Klangk runs an nginx reverse proxy in front of the FastAPI backend. Nginx serves the Flutter web UI, proxies API and WebSocket traffic to uvicorn, proxies hosted app URLs directly to container ports (keeping the Python backend out of that hot path), and provides the LLM proxy described below. Using nginx also enables auth_request-based JWT validation on container-to-host endpoints without adding middleware overhead to every backend request.

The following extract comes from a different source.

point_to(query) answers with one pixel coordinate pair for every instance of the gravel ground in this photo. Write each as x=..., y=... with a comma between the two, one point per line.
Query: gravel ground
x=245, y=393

Pi containers access the LLM via the LLM proxy, an nginx location that proxies /llm-proxy/ requests to ${KLANGK_LLM_BASE_URL}. This is required because:

Pi is inside a container, LLM is on the host: Pi containers can't reach localhost:11434 (self-hosted Ollama) directly. They use host.containers.internal to reach the host, but the host's nginx serves the proxy.
API key security: The API key is sent in a request header by the nginx proxy rather than being baked into the container image or passed as an env var. The container's models.json contains only the proxy URL (no real API key).
No per-container LLM config: The backend injects KLANGK_LLM_PROXY_URL=http://host.containers.internal:<nginx_port>/llm-proxy into each container. setup_clankers.py uses this to write Pi's models.json with the proxy URL and the workspace JWT as the API key (nginx validates the JWT via auth_request before replacing it with the real API key). KLANGK_LLM_BASE_URL is only used by nginx itself.

The nginx config is generated by scripts/nginx.sh and includes:

location /llm-proxy/ {
    auth_request /auth/verify-workspace-token;
    proxy_pass $KLANGK_LLM_BASE_URL/;
    proxy_set_header Authorization "Bearer $KLANGK_LLM_API_KEY";
    proxy_ssl_server_name on;
}

In CI, devenv processes up -d starts nginx before E2E tests run.